Rae Miller, Sandra Nel and the Baroness Bergsma were also at the Sale and were immediately taken by the notion and Simpkins then began badgering Miller to buy her.
Miller said, “She is a little horse and very plain and she turns in slightly on one leg, so you could see why not everybody was crazy about her.”
Lady Cougar had been a reject from the Emperors Palace Ready To Run Sale the previous November, but Miller did notice that she “moved okay” in the video that was shown of her “breeze up” gallop. He duly secured her for R35,000 after outbidding only one other interested party.
He continued, “We brought her home and every month she got better. I then put her on the grass and she galloped very well twice, so I said to myself hang on we’ve got something here and I knew I wouldn’t get into trouble with the ladies with this one. However, she didn’t want to know about the pens. She tends to shake her head up and down when she gets excited and we had to work flat out to get her used to the pens. Otherwise she would have made her debut three months earlier, but I must say the ladies have been very patient.”
Miller had a problem finding a jockey for Saturday’s race and eventually had to phone Corné Orffer in Mauritius, as he had heard that the rider with whom he has always had a good association was due to return to South Africa on the weekend.

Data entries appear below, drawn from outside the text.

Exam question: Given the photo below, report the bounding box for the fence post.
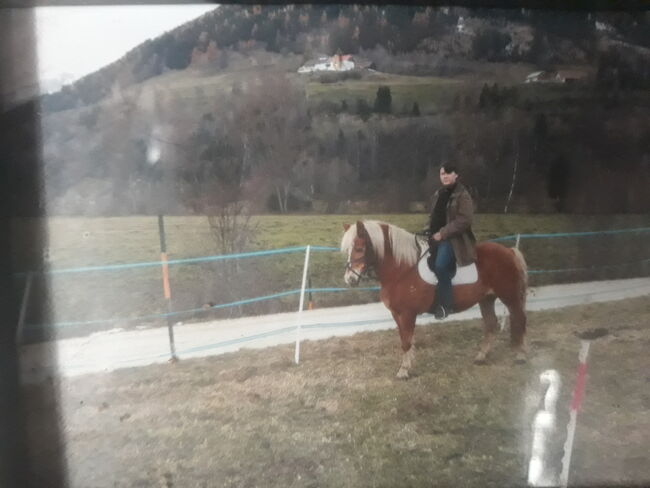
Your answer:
[158,215,178,362]
[559,340,591,488]
[15,271,34,346]
[294,246,311,364]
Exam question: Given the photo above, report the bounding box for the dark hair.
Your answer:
[440,163,458,174]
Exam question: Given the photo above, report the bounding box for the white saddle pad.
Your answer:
[418,244,478,285]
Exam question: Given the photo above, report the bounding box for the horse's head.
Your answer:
[341,221,375,286]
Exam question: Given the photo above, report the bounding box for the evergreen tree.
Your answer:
[357,98,371,121]
[375,86,392,114]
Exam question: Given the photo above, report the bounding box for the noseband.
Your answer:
[345,253,377,281]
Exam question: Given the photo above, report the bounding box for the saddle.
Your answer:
[418,241,478,286]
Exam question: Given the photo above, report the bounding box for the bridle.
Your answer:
[345,242,377,281]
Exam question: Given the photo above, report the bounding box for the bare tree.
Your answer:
[228,73,311,213]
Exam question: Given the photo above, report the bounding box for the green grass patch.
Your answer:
[13,214,650,340]
[24,297,650,488]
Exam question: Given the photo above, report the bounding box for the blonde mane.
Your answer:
[341,220,419,266]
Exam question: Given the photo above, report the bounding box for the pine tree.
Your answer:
[375,86,392,114]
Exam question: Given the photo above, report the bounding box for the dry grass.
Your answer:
[21,297,650,488]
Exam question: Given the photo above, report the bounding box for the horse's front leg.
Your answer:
[392,312,415,380]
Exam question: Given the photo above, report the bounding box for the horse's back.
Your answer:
[476,242,527,298]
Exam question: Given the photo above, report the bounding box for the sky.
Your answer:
[36,4,217,92]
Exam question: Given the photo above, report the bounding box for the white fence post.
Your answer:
[560,341,591,488]
[294,246,311,364]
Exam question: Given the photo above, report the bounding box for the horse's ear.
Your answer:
[357,220,367,237]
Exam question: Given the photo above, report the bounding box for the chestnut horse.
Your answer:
[341,220,528,378]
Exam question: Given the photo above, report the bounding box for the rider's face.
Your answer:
[440,168,458,186]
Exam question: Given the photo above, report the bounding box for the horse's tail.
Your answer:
[511,247,528,304]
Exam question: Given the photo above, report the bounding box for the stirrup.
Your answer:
[433,305,448,320]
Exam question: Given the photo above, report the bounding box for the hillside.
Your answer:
[8,5,650,215]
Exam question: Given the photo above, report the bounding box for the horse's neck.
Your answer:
[375,228,413,286]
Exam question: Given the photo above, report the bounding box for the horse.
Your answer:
[341,220,528,379]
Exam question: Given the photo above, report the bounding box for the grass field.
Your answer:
[306,75,460,113]
[13,214,650,335]
[24,297,650,488]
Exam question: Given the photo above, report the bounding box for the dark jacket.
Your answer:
[429,182,476,266]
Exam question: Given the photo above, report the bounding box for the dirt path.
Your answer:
[25,296,650,488]
[21,278,650,381]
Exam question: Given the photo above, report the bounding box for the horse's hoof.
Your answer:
[397,368,409,380]
[474,352,487,365]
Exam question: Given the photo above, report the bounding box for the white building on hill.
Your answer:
[298,54,356,73]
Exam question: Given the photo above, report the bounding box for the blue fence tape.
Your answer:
[36,246,307,274]
[16,227,650,276]
[19,227,650,328]
[26,286,380,329]
[489,227,650,242]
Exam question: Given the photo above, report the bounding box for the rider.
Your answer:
[428,163,476,319]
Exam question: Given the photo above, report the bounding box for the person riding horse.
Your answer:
[427,163,476,320]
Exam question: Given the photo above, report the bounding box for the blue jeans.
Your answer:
[433,241,456,310]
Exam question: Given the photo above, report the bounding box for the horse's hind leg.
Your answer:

Orffer revealed in the post-race interview that Miller had been very bullish about Lady Cougar’s chances, as she had been working “very well”, and had advised him to try and make it back in time for the ride. He duly landed in Durban on Friday and went to Clairwood the following day for just the single ride.
Lady Cougar jumped well from an inside draw and travelled well throughout in a handy position, despite it being the first time she had ever been around a turn. She showed her inexperience in the straight when continually shifting away from the stick. Consequently Orffer had to change whip hands on three occasions before keeping her straight with his hands and heels in the last 50 metres, by which time she had the race won. All the while the ecstatic owners were shouting her home and could hardly believe it when she crossed the line 0,75 lengths clear.
“It was an adrenalin rush of note”, said Simpkins, “the only thing that could cap it would be a sky dive!”
It was a particularly emotional moment for Leonie Dillon Ermacora, the widow of the veteran KZN-based jockey Peter Dillon, and she had brought her late husband’s whip to the course for good luck.
Miller concluded, “I thought Corné rode a very good race. She was a bit uncomfortable in the pens, but she’s gutsy.”
Lady Cougar looks certain to improve and on breeding will go further, so she should provide the ladies with a lot more fun.